Starting with the Flow

First thing you might do is starting to get metrics from you kanban flow, it does not matter what kinda of steps, queues and definition of done you might have. So lets say you have a flow like this, this is one of the flow i use a lot:

For each queue, its a step into your flow, you should get metrics per queue, in this sample we have, backlog, design, design review, test and code, test and code review, acceptance and done. You should get simple metrics per queue like:

  • Time in days that the card sits on the queue
  • Time in days the card gets blocked in the queue
  • Time the card is ready to move on but is delayed in days
With this simple metrics you can have the whole time, from backlog to DONE, your done should consider deploy into production them you will have the LED time, from backlog to production.
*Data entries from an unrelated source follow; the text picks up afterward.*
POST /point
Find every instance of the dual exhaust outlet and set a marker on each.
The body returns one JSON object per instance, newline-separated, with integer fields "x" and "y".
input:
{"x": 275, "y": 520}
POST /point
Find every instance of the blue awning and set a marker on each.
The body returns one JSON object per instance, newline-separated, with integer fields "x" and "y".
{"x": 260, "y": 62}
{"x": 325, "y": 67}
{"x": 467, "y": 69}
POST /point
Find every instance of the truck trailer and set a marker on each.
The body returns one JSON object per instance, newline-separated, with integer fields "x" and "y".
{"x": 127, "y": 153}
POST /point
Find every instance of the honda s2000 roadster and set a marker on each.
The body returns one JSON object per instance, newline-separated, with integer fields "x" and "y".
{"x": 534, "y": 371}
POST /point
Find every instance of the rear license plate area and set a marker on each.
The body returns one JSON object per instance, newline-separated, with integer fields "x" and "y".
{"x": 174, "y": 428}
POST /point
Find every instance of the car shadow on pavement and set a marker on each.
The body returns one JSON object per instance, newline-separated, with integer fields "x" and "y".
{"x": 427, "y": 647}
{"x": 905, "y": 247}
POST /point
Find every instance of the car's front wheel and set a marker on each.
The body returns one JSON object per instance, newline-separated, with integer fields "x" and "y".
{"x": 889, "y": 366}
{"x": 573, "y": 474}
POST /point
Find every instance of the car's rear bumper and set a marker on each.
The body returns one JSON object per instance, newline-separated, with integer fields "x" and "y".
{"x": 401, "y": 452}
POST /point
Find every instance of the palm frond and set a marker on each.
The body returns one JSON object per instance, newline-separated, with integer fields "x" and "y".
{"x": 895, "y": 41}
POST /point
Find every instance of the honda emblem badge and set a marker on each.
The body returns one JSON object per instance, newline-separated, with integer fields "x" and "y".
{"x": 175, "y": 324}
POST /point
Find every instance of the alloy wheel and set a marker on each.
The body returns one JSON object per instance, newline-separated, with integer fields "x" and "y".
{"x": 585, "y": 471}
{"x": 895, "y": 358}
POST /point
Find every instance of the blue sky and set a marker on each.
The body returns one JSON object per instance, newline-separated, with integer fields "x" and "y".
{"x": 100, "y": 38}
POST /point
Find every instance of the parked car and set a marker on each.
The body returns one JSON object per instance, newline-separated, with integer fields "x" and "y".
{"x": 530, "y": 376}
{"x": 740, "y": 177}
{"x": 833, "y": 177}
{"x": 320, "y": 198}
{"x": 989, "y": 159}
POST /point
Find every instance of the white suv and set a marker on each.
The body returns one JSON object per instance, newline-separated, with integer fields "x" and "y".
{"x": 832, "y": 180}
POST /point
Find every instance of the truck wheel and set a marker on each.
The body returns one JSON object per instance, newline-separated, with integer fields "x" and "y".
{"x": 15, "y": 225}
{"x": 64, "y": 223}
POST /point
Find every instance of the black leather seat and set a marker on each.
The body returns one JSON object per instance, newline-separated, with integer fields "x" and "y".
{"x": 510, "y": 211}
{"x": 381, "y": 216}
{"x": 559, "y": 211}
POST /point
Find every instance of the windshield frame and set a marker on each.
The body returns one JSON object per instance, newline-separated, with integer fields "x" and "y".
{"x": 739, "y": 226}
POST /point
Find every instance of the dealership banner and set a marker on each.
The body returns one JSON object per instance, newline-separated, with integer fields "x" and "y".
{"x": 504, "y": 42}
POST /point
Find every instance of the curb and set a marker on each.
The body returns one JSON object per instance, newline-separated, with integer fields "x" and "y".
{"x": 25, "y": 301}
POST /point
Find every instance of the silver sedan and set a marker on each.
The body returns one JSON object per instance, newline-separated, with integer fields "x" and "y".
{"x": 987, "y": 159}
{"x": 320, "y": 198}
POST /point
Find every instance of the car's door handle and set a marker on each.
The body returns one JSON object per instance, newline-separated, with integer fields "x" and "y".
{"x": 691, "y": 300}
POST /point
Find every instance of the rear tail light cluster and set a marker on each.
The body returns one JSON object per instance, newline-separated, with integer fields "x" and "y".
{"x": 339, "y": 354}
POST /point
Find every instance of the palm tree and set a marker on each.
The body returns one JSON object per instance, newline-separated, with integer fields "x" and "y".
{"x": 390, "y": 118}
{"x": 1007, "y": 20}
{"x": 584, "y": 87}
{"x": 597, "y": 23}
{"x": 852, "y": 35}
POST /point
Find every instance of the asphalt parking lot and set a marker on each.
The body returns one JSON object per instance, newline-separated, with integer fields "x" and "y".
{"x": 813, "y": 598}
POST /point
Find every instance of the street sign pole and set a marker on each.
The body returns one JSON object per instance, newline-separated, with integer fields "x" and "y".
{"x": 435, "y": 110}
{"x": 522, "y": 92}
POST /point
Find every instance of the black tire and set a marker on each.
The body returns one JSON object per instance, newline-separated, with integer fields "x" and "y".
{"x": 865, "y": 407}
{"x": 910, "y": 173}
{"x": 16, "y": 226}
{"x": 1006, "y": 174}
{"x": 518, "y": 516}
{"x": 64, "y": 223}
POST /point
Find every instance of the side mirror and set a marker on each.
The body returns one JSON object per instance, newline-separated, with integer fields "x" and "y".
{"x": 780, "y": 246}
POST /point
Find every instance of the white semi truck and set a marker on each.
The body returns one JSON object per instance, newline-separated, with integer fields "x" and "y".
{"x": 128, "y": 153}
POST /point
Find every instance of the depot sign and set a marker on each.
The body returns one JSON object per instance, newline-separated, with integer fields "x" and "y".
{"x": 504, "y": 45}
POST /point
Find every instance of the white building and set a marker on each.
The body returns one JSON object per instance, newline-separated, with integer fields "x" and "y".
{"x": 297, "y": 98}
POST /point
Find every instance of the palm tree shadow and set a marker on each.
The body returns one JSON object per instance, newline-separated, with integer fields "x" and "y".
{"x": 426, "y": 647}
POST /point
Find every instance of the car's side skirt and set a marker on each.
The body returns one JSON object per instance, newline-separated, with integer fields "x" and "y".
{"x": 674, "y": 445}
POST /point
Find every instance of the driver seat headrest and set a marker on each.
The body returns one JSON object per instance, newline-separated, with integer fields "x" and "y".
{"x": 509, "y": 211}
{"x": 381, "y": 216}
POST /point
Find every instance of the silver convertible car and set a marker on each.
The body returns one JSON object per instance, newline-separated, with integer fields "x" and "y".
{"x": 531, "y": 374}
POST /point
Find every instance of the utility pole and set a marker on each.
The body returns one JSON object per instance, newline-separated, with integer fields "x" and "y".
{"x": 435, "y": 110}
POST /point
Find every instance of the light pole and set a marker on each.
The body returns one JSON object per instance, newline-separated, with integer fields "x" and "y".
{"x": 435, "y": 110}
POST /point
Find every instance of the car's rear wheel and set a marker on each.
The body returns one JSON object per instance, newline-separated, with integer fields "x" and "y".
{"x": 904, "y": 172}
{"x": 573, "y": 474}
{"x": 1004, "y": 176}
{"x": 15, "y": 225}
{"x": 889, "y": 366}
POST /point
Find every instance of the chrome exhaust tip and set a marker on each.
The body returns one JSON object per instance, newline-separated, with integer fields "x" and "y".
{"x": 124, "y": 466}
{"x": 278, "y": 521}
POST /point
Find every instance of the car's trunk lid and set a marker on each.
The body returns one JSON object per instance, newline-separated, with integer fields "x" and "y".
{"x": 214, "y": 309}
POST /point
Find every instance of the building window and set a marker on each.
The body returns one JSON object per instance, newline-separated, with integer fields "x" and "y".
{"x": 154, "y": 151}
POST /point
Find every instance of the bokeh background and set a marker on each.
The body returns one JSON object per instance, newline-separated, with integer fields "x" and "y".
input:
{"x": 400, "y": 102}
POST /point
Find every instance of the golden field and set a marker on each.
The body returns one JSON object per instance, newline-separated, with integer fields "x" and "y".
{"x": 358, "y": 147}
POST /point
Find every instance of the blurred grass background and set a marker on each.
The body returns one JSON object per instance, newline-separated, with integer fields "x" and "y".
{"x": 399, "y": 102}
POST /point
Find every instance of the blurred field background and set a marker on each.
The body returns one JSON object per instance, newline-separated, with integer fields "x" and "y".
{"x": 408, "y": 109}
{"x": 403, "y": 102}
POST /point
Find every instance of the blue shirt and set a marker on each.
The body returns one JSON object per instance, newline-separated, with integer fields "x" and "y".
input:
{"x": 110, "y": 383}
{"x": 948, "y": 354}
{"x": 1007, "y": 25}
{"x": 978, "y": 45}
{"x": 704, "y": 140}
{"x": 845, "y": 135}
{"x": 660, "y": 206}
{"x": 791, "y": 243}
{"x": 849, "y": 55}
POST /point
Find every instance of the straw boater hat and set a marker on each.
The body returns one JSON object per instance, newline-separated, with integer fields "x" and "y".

If you create a simple google docs with this information is easy to generate charts and compare why some queues are taking more time than other.

Another great thing todo is add some extra informations on the CARD like:
  • Strategy: One piece flow? Wip MAX? Single Developer?
  • Story Pints: Scrum points if you do it
  • Class of Service: Issue, Arch work, etc,,, 
  • Delay time
  • Block time

Developers should add this day by day, if you do that on the last day of the week or on the last day of the sprint, if you do sprints, them will be complicated and people will not want do this because will be very boarding and they will forget this. 

Its also improve to make CROSS metrics, for instance dont look only for delivery, you also should see if you are increasing your test coverage and number of tests, some you can get that per card or story as well and you can plot on google docs to see whats going on.



Measure Retrospective Actions

You will do retrospectives time to time, it`s important talk about what is not okay and improve team relation ship but you also need improve your product and your methods. So lets say you create actions on each retrospective is important to see whats going well or not, for instance here a simple case i did for a project:
For each sprint you will have actions and you will have a queue for the actions you finish and you will have a backlog of the once you did not finished. So is easily to see how much the team is committed and improving things or not. With this in hand is easy to create a google doc and have metrics on what is going well or not. 

If my process change?

It should change, you will add queues, drop queues depending the moment your team are in sense of maturity or project. That`s what we want change. For metrics history i dont like to delete anything, instead i like to keep columns and add ZERO, so that does not destroy old metrics and allow you do comparison. If you have multiple teams and do communities of practice you guys can compare metrics not in sense to see with team is best but in sense of see why somethings goes faster or better for one team than others and use the metrics to discover patterns and remove bottlenecks you did not know was there.